Friday, November 12, 2010

Bronch


NIH, day 5. Slept OK last night but woke up at 5:45 with a raging low-hemoglobin headache. In to the hospital at 8:30. Checked in at the day hospital, got an IV placed — big needle this time, so they could push sedatives for the bronch — and blood drawn for the daily CBC (complete blood count).

Thought we’d have to go check in to the pulmonary unit, but instead they came to us, right away. Pulmonary nurse took a history, went off to check me in. A few minutes later she came back with the pulmonologist, who went through the whole history again, probing for anything that might explain the lung infection. He was interested in my night sweats. (I’d chalked those up to HCL, but then remembered the first time I had them, during a case of pneumonia in the Netherlands in 2007.) Said he was sure it wasn’t cancer. Thought it was probably pneumonia but surprised that there were no symptoms. So maybe it’s something atypical.

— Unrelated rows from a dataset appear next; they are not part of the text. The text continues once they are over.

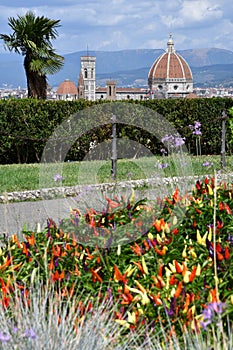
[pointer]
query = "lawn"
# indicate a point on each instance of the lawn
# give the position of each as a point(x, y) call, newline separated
point(154, 275)
point(20, 177)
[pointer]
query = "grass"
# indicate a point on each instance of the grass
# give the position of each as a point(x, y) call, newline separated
point(21, 177)
point(45, 319)
point(47, 323)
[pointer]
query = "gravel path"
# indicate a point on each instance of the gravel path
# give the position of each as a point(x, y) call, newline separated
point(13, 216)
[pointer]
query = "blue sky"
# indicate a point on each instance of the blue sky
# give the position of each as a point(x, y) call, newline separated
point(110, 25)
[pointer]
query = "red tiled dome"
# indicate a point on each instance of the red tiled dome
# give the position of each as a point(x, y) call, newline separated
point(170, 65)
point(67, 87)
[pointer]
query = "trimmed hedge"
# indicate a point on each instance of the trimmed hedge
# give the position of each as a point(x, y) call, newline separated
point(26, 125)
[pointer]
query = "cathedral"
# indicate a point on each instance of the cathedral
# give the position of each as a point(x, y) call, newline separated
point(169, 77)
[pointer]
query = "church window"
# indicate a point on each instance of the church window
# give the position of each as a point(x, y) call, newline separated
point(85, 73)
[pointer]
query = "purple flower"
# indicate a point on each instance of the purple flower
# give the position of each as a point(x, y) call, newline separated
point(197, 125)
point(207, 163)
point(163, 151)
point(29, 333)
point(230, 238)
point(179, 141)
point(162, 166)
point(58, 178)
point(196, 128)
point(4, 337)
point(197, 132)
point(167, 138)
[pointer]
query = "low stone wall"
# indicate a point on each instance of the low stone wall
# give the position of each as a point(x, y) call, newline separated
point(61, 192)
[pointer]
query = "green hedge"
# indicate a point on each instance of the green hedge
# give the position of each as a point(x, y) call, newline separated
point(26, 125)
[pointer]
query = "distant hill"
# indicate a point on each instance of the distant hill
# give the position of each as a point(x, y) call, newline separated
point(129, 67)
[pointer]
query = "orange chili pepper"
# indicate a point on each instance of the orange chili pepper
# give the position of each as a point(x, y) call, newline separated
point(227, 254)
point(193, 274)
point(178, 289)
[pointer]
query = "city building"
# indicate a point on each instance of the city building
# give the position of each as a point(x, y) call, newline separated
point(169, 77)
point(67, 90)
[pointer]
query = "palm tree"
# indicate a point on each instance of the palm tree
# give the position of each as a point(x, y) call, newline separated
point(32, 38)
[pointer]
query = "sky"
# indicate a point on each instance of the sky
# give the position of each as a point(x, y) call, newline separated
point(112, 25)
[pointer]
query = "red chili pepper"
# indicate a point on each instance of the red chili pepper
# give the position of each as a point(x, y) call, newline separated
point(178, 290)
point(193, 274)
point(227, 254)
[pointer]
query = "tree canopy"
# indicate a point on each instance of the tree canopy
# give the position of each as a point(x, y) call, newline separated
point(31, 37)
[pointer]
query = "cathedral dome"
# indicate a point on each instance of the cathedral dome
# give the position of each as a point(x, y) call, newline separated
point(170, 73)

Some of the bronch results will come back tomorrow, but the full results will take a month. Some of the possible critters take that long to reproduce. Anyway, we'll make a decision about antibiotics tomorrow, after the gram stain results come back.

Into the bronch room. The techs wired me up, fired up a nebulizer filled with lidocaine. I inhaled lidocaine mist for about 10 minutes. Stuff tastes unbelievably nasty, like a blend of aspirin and burning tires. Meanwhile, they got ready to snake the bronchoscope through my left nostril and into my lungs. I remember them injecting my IV with fentanyl. 7 seconds of bliss and happiness, then nothing but a blur of hands and instruments over my face. They told me later I’d coughed a lot — which can’t make scoping someone easier — so they loaded me up with extra fentanyl. Too bad I couldn’t enjoy it. Once it was over, they loaded me into a wheelchair and sent me back to the day hospital for my daily dose of cladribine.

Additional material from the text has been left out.